The Bureau is said to have chosen the SpotterRF solution because it mounts quickly on guardrails, stair rails, concrete walls, or other existing structures, while other technologies required concrete pads, metal support structures, trenching, power access, and additional communications costs. SpotterRF’s radar units weigh as little as 1.5 pounds, use only about 8 W of electricity, can be solar powered, and are easily relocated, if required. System prices are comparable to other surveillance options but offer much greater coverage and functionality.

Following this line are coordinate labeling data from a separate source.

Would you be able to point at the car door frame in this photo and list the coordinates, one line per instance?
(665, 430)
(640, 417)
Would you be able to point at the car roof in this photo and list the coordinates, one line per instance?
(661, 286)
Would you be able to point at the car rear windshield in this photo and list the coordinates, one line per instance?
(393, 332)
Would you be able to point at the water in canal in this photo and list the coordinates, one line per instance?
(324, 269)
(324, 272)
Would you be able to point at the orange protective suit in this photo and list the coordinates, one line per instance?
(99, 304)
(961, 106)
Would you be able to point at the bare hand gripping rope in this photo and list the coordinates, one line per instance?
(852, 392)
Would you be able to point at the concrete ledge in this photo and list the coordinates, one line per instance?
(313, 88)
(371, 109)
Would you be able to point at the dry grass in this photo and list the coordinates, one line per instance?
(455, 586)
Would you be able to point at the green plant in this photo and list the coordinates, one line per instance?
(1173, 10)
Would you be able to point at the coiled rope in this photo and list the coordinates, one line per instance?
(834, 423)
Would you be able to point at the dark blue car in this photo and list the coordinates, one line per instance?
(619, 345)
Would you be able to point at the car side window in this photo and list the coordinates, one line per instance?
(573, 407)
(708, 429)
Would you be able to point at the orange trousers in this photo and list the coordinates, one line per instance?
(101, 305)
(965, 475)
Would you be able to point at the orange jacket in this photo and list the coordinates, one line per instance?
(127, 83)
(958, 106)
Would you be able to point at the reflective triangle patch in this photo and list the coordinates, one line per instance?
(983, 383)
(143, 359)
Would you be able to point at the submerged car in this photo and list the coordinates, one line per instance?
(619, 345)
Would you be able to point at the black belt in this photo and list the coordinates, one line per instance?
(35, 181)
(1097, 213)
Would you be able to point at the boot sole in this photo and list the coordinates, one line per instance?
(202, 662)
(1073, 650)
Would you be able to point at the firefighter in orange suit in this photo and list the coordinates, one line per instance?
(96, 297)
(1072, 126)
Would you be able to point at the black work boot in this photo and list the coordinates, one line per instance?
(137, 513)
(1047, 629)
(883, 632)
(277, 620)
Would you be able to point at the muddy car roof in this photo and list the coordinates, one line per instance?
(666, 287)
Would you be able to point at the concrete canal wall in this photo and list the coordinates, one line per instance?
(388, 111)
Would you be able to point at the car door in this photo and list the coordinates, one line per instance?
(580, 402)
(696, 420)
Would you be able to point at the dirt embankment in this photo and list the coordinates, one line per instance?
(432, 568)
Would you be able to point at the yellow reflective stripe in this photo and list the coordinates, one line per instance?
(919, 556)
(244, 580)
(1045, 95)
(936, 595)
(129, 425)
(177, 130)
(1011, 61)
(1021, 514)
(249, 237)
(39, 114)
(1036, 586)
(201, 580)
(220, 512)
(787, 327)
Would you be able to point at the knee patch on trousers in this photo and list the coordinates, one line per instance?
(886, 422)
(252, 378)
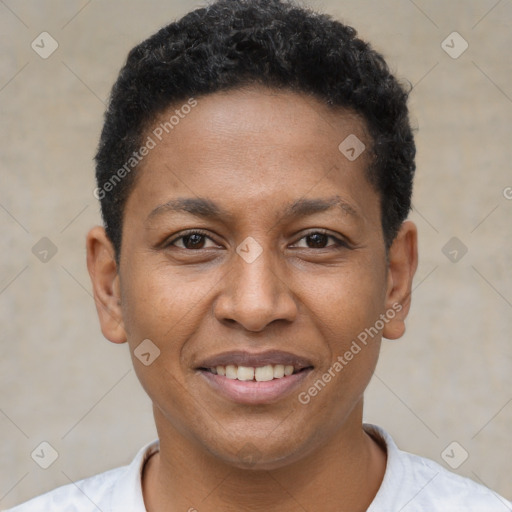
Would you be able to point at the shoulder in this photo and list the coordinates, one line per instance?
(416, 484)
(84, 495)
(116, 490)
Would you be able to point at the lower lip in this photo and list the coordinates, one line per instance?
(253, 392)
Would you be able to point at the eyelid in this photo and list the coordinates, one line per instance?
(339, 241)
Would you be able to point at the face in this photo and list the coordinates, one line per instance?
(250, 240)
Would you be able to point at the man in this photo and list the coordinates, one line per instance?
(255, 173)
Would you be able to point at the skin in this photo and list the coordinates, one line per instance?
(253, 152)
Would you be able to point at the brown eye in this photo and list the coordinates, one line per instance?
(191, 240)
(320, 240)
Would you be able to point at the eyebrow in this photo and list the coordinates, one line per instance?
(205, 208)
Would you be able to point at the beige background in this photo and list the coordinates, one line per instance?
(449, 379)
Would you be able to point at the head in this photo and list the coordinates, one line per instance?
(283, 142)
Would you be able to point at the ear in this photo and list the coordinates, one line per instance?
(102, 268)
(402, 264)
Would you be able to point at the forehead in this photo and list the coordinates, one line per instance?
(253, 146)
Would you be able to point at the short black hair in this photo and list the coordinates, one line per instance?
(230, 44)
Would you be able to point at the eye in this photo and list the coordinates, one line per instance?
(319, 239)
(191, 240)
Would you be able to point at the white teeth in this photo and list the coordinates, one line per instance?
(231, 372)
(260, 373)
(279, 371)
(245, 373)
(264, 373)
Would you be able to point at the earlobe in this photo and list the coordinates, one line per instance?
(104, 275)
(403, 261)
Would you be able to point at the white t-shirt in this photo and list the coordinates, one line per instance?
(411, 484)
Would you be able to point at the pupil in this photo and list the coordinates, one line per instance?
(318, 239)
(197, 238)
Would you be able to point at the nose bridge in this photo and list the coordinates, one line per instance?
(254, 294)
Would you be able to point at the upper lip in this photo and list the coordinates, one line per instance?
(242, 358)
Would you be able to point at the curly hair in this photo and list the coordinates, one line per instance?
(234, 43)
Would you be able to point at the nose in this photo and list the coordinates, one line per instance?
(255, 294)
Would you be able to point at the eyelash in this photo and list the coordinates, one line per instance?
(338, 243)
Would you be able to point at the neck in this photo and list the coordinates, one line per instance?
(343, 474)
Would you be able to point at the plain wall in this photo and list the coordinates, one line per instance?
(448, 379)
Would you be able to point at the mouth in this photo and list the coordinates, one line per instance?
(254, 378)
(257, 374)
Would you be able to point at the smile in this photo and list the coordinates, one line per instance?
(258, 374)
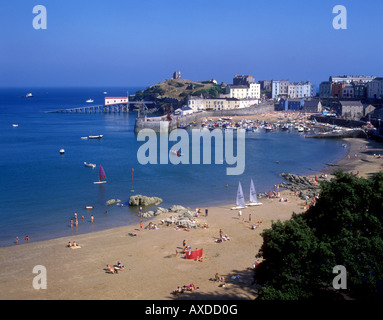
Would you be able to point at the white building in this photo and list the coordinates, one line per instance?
(375, 88)
(275, 89)
(348, 91)
(301, 90)
(109, 101)
(196, 103)
(350, 79)
(250, 91)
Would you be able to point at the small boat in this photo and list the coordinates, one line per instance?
(253, 196)
(101, 176)
(88, 164)
(240, 202)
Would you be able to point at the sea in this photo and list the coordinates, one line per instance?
(41, 189)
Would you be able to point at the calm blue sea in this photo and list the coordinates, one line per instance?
(41, 189)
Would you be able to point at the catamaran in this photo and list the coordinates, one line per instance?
(101, 176)
(253, 196)
(240, 202)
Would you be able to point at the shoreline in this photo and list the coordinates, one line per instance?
(152, 267)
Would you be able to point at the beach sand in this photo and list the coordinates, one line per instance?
(152, 268)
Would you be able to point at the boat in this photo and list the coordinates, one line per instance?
(240, 202)
(101, 176)
(253, 196)
(88, 164)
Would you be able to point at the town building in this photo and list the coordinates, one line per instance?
(375, 88)
(312, 106)
(243, 80)
(325, 89)
(290, 104)
(350, 79)
(337, 90)
(250, 91)
(348, 91)
(351, 109)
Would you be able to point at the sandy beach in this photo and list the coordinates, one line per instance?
(152, 267)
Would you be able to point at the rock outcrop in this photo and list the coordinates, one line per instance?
(300, 183)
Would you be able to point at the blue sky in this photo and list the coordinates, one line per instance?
(139, 43)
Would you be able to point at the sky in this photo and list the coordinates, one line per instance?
(140, 43)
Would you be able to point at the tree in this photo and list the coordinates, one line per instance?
(345, 227)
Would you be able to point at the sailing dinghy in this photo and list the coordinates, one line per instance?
(240, 202)
(101, 176)
(253, 196)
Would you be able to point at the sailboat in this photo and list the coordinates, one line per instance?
(101, 176)
(253, 196)
(240, 202)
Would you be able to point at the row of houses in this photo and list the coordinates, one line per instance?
(277, 89)
(352, 87)
(243, 93)
(346, 109)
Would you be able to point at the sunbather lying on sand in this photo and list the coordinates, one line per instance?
(219, 278)
(111, 269)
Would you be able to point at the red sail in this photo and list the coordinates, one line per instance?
(101, 174)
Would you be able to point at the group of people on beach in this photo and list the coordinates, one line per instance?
(117, 267)
(185, 288)
(73, 245)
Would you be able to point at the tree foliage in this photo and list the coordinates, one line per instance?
(345, 227)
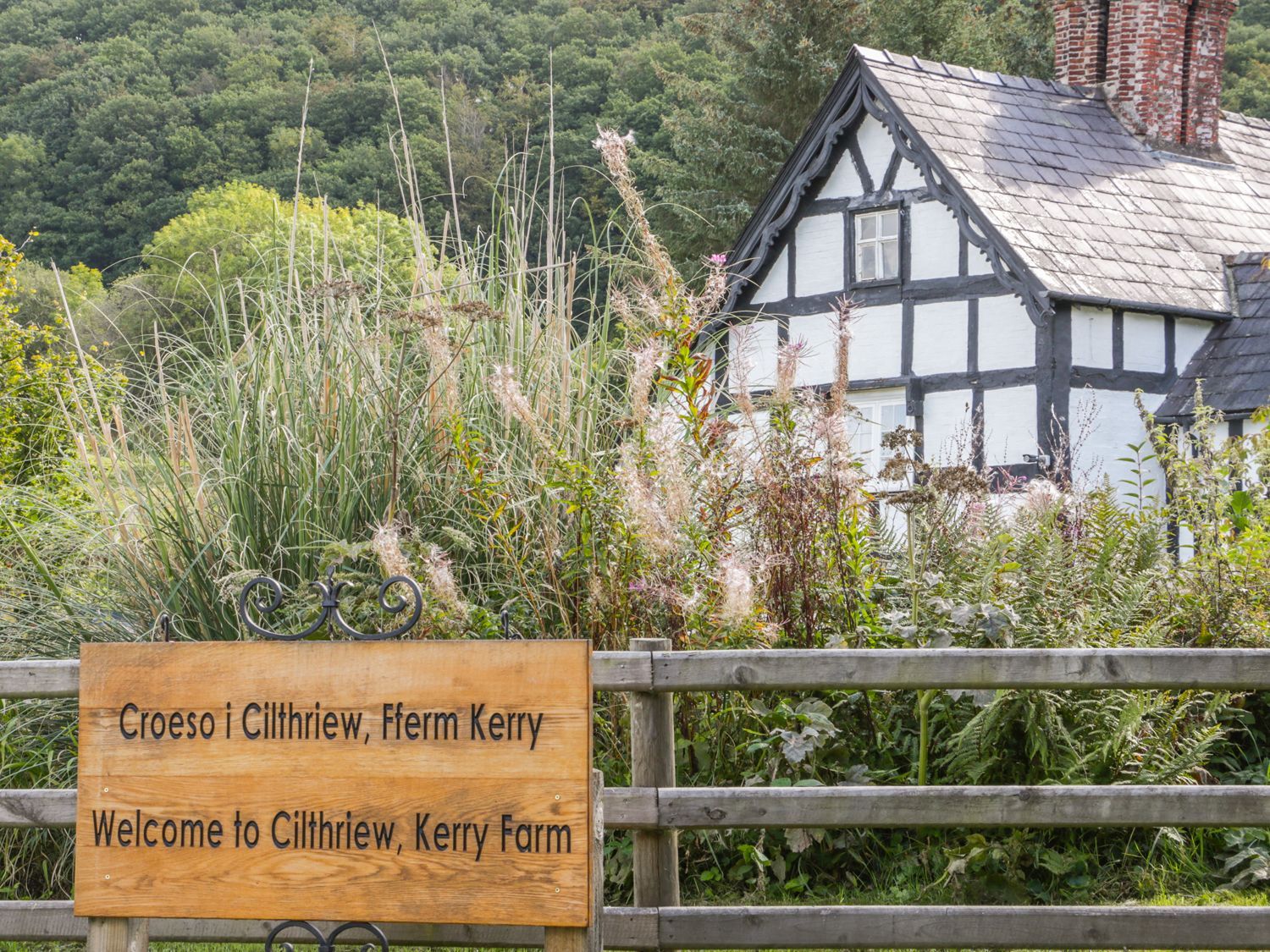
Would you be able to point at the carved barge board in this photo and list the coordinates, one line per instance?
(324, 792)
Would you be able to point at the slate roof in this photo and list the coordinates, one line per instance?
(1094, 213)
(1234, 360)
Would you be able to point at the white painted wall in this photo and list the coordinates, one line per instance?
(936, 240)
(947, 426)
(875, 147)
(977, 261)
(818, 248)
(1143, 342)
(908, 175)
(1091, 337)
(940, 337)
(876, 334)
(1008, 338)
(775, 286)
(818, 333)
(843, 182)
(1008, 424)
(1189, 334)
(1102, 424)
(756, 343)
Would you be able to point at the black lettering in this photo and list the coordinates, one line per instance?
(124, 730)
(273, 829)
(352, 724)
(246, 731)
(103, 828)
(559, 832)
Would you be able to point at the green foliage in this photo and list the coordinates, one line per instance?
(42, 377)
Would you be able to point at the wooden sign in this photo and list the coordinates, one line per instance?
(426, 782)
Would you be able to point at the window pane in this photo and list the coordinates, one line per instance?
(861, 437)
(866, 261)
(891, 259)
(893, 415)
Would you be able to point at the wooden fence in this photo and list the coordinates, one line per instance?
(655, 809)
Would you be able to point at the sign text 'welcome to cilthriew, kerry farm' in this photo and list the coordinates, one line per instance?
(444, 782)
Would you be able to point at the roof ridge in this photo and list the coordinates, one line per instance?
(970, 74)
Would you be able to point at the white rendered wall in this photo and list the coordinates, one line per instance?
(908, 175)
(940, 334)
(875, 147)
(1188, 337)
(1104, 423)
(936, 241)
(977, 261)
(1008, 338)
(876, 334)
(1143, 342)
(843, 182)
(1091, 337)
(1008, 424)
(818, 334)
(947, 426)
(754, 343)
(775, 286)
(818, 248)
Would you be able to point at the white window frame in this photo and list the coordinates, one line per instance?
(876, 243)
(878, 413)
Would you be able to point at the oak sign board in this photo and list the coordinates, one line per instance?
(426, 782)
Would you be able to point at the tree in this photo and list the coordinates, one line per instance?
(732, 129)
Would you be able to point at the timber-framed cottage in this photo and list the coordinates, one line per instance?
(1025, 254)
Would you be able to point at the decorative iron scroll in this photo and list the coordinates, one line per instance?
(264, 596)
(327, 944)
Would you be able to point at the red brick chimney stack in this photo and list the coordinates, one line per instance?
(1160, 61)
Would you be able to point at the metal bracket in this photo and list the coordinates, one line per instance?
(324, 942)
(266, 602)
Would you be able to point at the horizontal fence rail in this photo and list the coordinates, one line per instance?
(826, 669)
(790, 807)
(767, 927)
(658, 810)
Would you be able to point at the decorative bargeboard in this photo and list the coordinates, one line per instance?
(427, 782)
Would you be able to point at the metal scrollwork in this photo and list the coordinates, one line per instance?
(324, 942)
(264, 596)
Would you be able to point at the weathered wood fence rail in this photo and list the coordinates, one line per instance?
(655, 809)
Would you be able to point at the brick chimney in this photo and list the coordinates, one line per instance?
(1160, 63)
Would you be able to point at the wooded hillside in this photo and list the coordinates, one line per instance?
(112, 112)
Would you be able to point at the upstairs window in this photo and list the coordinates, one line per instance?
(876, 245)
(878, 413)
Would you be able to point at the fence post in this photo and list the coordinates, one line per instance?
(592, 938)
(657, 852)
(119, 936)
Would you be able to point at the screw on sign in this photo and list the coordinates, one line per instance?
(206, 777)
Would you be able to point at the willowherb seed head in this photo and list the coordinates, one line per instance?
(386, 545)
(441, 581)
(736, 591)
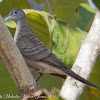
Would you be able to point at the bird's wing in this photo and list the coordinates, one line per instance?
(32, 48)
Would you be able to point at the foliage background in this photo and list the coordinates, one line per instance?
(62, 34)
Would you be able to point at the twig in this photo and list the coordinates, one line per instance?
(15, 63)
(86, 59)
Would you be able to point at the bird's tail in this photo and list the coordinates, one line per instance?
(77, 77)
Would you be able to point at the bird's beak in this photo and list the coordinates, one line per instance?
(9, 17)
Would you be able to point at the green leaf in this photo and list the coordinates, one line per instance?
(7, 5)
(65, 9)
(84, 16)
(97, 3)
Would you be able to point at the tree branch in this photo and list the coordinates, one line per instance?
(15, 63)
(86, 59)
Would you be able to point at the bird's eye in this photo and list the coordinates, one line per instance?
(16, 12)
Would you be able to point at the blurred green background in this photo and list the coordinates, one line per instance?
(61, 25)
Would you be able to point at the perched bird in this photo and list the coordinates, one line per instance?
(35, 53)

“Our C950 will track a person walking up to 1,350 meters away and has a coverage area of nearly 300 acres for one radar system that weighs about 5 pounds,” SpotterRF CEO Logan Harris told POWER. “So we have the ability to cover very large areas.”
In another example, 60 standard CCTV cameras would have been needed to cover the same area monitored by three SpotterRF CSR units and one PTZ camera (Figure 2). When a CSR unit detects a threat, it can be programmed to automatically attach a GPS tracker to the target and cue a dual optical and thermal camera to follow its movement.
2. Eye in the sky. The compact surveillance radar system and pan-tilt-zoom camera shown in this image are installed at a coal-fired power plant in Wyoming. Courtesy: SpotterRF
Deterring Malicious Activity
One difficulty faced by all security surveillance systems is distinguishing between threats and nonthreats. In most power plant locations, there are wild animals that roam the area and highways or roads nearby with standard traffic patterns, so setting up a system to warn based on motion alone can result in a lot of false alarms. That is where SpotterRF’s experience and high-tech tools come into play.
First, the CSR system is programmed with site-specific “geozones.” This allows motion detected in some zones to trigger alarms, while movement in other areas just gets monitored. Then additional layers of filtering are applied, such as behavioral filters.
“We bring the radar system data into our network input/output integration server, which allows programmers to define zones and apply rules,” Harris explained. “We install the system with basic filters and then come back in a few days to review the alarms. If we see a group of deer, for example, come through an area every night between 9 p.m. and 11 p.m., and they generally move in a certain way, we define a behavioral filter so the system doesn’t alarm when it observes that behavior.”
In addition to behavioral filters, SpotterRF uses an artificial intelligence engine, or neural network, to learn normal activities around a site. The system can recognize and classify targets as people, animals, or vehicles, and then alarm only when it observes suspicious behavior.
“We’ve had good success in reducing nuisance alarms in that way,” said Harris.
Harris said that many would-be wrongdoers plan their attacks and scope out areas before committing actual crimes. This is another area where CSR has been very successful in preventing malicious activity.
In remote areas where it can be difficult for security personnel to respond quickly to threats, the system can be programmed to activate spotlights that can illuminate the target and move with it using GPS. Loudspeakers can also be used to warn intruders to stay away and inform them that activity is being monitored. Often, just the threat of being caught is enough to scare off perpetrators. For owners, having the knowledge that someone is scoping out your property gives you time to increase security and focus on catching the bad guys.
“By having advanced warning, a lot of things can be done to prevent an incident from ever happening,” Harris said.
—Aaron Larson is a POWER associate editor.